In either case, it made an immediate fan out of me with its kind of 'rough' sound. Jah Turban's style echoed of that of his peers such as Lutan Fyah and Jah Mason and Anthony B (more on him later) and I definitely wanted to hear more. I wanted an album! That wait would be entirely too long but thankfully You and I survived and it is the final quarter of 2014 and here it is! The debut album of mighty Denmark based Jamaican chanter, Jah Turban, "Mama Africa" is in stores now courtesy of S.J.P Records. DAMN! THANK YOU! Recently, Turban and S.J.P had been pushing a few digital singles and, I think, they even re-released the EP last year via the aforementioned VPAL (which is the case for the full album as well). I did notice all of those things at the time and I was just happy to get more new music from Jah Turban and, like what I had heard prior to it, those songs impressed on some levels. Still, I had absolutely no idea that the tunes were released ahead of what was to become one of the more anticipated releases we've seen on these pages, "Mama Africa". I've done it constantly so I will not detail it again but how spectacular has 2014 been for Reggae fans when it comes to albums??? It's getting even sweeter with this one! I do have to say that I was quite hopeful when it came to this one also. While Jah Turban hasn't been the most active vocalist since "Africa Is Our Home", he has managed to establish a range of quality and I was damn expecting to hear, at least, what made me such a admirer of his work four years ago. Can he do that? Let's see!

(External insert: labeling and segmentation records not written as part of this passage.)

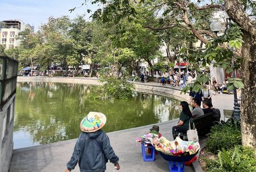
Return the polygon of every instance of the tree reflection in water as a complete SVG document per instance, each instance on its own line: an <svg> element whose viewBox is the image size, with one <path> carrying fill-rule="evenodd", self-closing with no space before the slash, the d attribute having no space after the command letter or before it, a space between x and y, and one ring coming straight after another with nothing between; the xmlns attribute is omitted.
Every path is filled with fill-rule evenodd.
<svg viewBox="0 0 256 172"><path fill-rule="evenodd" d="M89 85L18 82L16 94L15 148L77 138L80 120L90 111L106 115L106 132L179 118L179 101L160 96L134 93L129 100L87 98ZM22 133L27 137L21 138ZM27 142L22 146L20 141Z"/></svg>

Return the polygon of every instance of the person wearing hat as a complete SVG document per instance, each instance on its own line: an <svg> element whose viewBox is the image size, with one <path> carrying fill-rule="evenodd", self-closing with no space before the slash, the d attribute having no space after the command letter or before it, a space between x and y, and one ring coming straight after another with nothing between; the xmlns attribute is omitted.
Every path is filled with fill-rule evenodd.
<svg viewBox="0 0 256 172"><path fill-rule="evenodd" d="M77 162L81 172L105 171L108 160L115 169L120 169L119 158L110 145L108 136L101 129L106 121L104 114L96 112L90 112L81 121L80 127L83 132L77 139L65 172L74 169Z"/></svg>
<svg viewBox="0 0 256 172"><path fill-rule="evenodd" d="M162 137L162 134L159 132L159 126L154 125L151 129L150 129L150 133L154 134L158 136L158 138Z"/></svg>
<svg viewBox="0 0 256 172"><path fill-rule="evenodd" d="M212 101L212 92L208 89L206 84L204 83L202 87L204 89L202 90L202 94L204 95L204 100L208 99L209 101Z"/></svg>

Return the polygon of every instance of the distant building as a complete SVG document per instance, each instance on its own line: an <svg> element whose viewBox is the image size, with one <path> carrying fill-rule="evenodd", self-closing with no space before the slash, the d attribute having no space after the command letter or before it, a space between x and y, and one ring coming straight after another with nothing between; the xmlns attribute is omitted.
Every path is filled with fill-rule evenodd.
<svg viewBox="0 0 256 172"><path fill-rule="evenodd" d="M0 44L5 46L6 49L17 47L20 45L20 41L16 37L19 32L26 28L30 28L34 31L34 27L25 24L20 20L8 20L2 21L3 25L0 31Z"/></svg>

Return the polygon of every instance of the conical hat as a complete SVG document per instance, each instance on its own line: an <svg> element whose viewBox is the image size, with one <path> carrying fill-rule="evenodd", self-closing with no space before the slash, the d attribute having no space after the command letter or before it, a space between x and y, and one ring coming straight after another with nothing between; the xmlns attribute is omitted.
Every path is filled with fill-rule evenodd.
<svg viewBox="0 0 256 172"><path fill-rule="evenodd" d="M171 141L170 146L173 149L177 149L180 147L182 140L179 137L176 137L174 141Z"/></svg>
<svg viewBox="0 0 256 172"><path fill-rule="evenodd" d="M101 129L106 122L106 116L102 113L90 112L81 121L80 127L84 132L94 132Z"/></svg>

Something else about Jah Turban's style which greatly interested me was, like his name might suggest, he just went about his business in a very straight forward manner. I did include Jah Mason's name as a point of comparison, and with decent reason (I have previously included Perfect Giddimani but that was… just wrong by me) as a basis but Turban doesn't have nearly as many of the emotional variations that the Mason does. He goes about his business in a very straightforward way and, obviously, it has worked well for him. It has also led us all to his solid debut set, "Mama Africa", which begins with its eponymous selection. This song was, in many ways, what I expected it to be. It is the drum-heavy effort on the album and on it Jah Turban gives a most appropriate praising to Mama Africa. I will say that this song almost comes off like an intro - I don't think that it was very planned out. There was the track and Turban, essentially, went off the top of his head with what he wanted to say. There isn't anything wrong with that in this case and the first piece work well for what it is. Things do, however, go considerably higher on the second song on "Mama Africa" which has to be considered one of its highlights by anyone, the SWEET 'Love Jah & Live'.
"Love Jah and live
Hail HIM and we glorify HIM
Jah bless and sanctify and guide I & I
I see di wickedness going on out there -
It's just evil
World of people rise from di bad to be good - over evil
Be one of The Most High disciple
And you know The Most High Jah will guide you
that's why the Bobo man go bun out dutty bungle
Yow, clean up your heart and stop from fumble
LISTEN TO DI WORD-SOUND AND STOP FROM GRUMBLE
PRAISE RASTAFARI AND EVERYTHING WILL BE HUMBLE"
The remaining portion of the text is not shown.